The two new parity scenarios assert selection state by CSS class using
toHaveClass(/selected/), matching the web-shell pattern exactly. We
deliberately kept aria-selected out of scope — accessibility coverage
sits on its own backlog item (#209) and gating a11y work behind E2E
reactivation would have muddled both threads.
A Lint-Level Guard Against Going Quiet
The suite’s failure mode historically wasn’t a broken test — it was a
silent skip. test.describe.fixme shows up as “pending” in Playwright
reports, which is easy to stop noticing. To stop that from recurring,
a 22-line bash script at scripts/check-log-panel-skip-guard.sh greps
for test.skip, test.fixme, and their .describe variants in this
one suite file. It runs in task lint and exits non-zero if any of
them reappear. Re-silencing the suite now fails CI, not a code review.

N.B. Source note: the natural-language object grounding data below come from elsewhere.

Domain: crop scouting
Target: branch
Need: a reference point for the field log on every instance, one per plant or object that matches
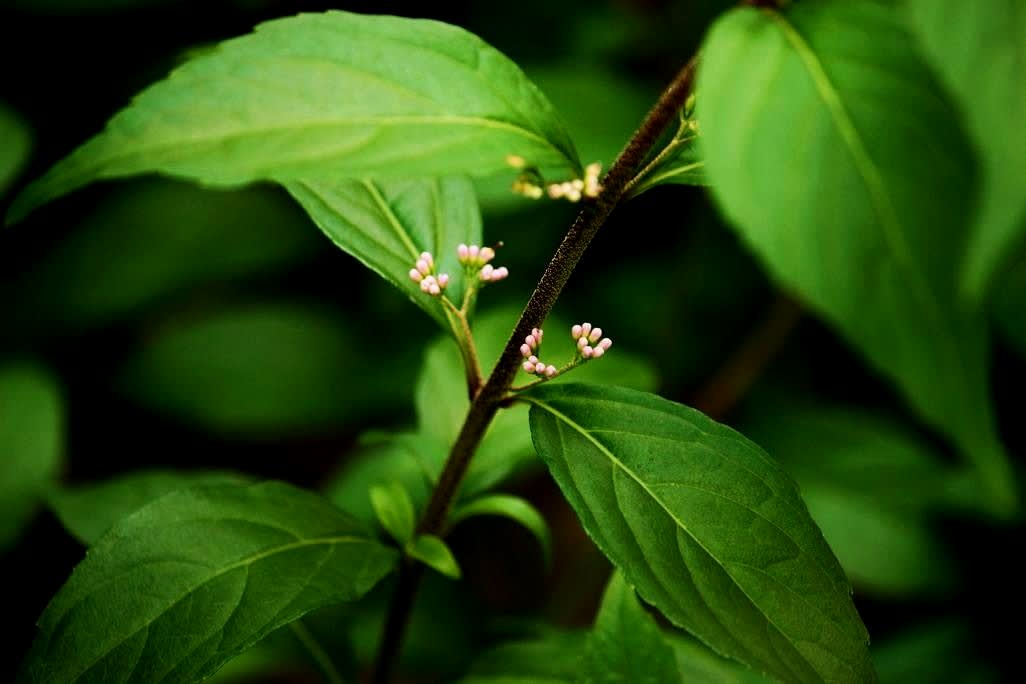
(593, 214)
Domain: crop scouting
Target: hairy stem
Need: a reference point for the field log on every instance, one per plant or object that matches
(483, 407)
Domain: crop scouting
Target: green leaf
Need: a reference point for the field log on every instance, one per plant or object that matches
(31, 443)
(412, 459)
(202, 574)
(432, 552)
(386, 225)
(326, 95)
(87, 511)
(15, 144)
(706, 526)
(115, 265)
(394, 510)
(514, 508)
(836, 177)
(551, 658)
(263, 370)
(979, 49)
(441, 394)
(625, 644)
(698, 664)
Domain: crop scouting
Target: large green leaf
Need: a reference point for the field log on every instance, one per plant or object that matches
(441, 394)
(625, 644)
(31, 442)
(333, 94)
(263, 370)
(87, 511)
(15, 143)
(387, 225)
(153, 241)
(707, 527)
(827, 143)
(979, 49)
(201, 574)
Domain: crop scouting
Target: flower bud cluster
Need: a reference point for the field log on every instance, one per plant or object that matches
(531, 364)
(590, 343)
(424, 273)
(476, 258)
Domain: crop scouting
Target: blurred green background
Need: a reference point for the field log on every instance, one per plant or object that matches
(155, 324)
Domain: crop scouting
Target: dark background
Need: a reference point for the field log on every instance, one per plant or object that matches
(665, 275)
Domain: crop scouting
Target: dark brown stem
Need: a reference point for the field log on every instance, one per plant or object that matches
(743, 367)
(487, 401)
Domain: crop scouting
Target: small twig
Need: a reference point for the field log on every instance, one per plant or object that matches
(744, 366)
(486, 402)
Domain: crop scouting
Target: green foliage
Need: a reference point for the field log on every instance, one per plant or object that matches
(432, 552)
(202, 574)
(31, 444)
(707, 527)
(979, 49)
(514, 508)
(871, 487)
(267, 370)
(394, 510)
(844, 207)
(328, 95)
(387, 225)
(625, 644)
(15, 144)
(88, 511)
(157, 240)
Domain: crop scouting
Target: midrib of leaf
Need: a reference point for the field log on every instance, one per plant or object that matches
(393, 220)
(602, 449)
(331, 541)
(893, 233)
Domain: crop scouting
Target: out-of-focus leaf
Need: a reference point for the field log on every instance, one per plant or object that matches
(698, 664)
(441, 393)
(819, 135)
(202, 574)
(935, 653)
(431, 551)
(31, 442)
(412, 459)
(15, 144)
(394, 510)
(388, 224)
(326, 95)
(510, 507)
(1010, 307)
(87, 511)
(155, 240)
(706, 525)
(979, 49)
(263, 370)
(626, 644)
(870, 486)
(553, 658)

Scope Stayed Narrow on Purpose
Four sibling suites (test-analysis-tool, test-log-edit-face,
test-event-log-propagation, and test-capture-log-evidence) still
sit at .skip with the same #143 blocker comment. Each has its own
independent risk — one needs debrief-calc in the E2E environment,
another has its own stability history, another has cross-scenario state
coupling. Reactivating all five at once would have bundled unrelated
failure modes. The log-panel suite was already promoted to fixme as
the designated front-runner, so we honour that staging decision and
let it prove the webview-iframe path before the others follow.
Runtime Budget and the Reactive Fallback
The modelled wall-clock across five scenarios is 76–109 seconds,
straddling the 90-second median target in SC-005. Rather than consolidate
the two selection scenarios up front to buy headroom, we kept them
separate for per-scenario debuggability — a failing selection assertion
in its own test() block is straightforward to triage. The fallback is
explicit: if the 10-run post-merge median breaches 85s, a tracking
issue opens; if it breaches 90s, scenarios D and E consolidate. The
trigger rules live in the spec, so there’s no judgement call to make.
What’s Next
The four sibling .skip suites are the natural follow-on, but each
needs its own spec and research pass. The #209 axe-core audit covers
the accessibility-attribute coverage we deferred. Post-merge, the
evidence report fills in with actual 10-run medians, and the scenario
list stands as the parity baseline for any future LogPanel behaviour
that needs the real integration path in CI.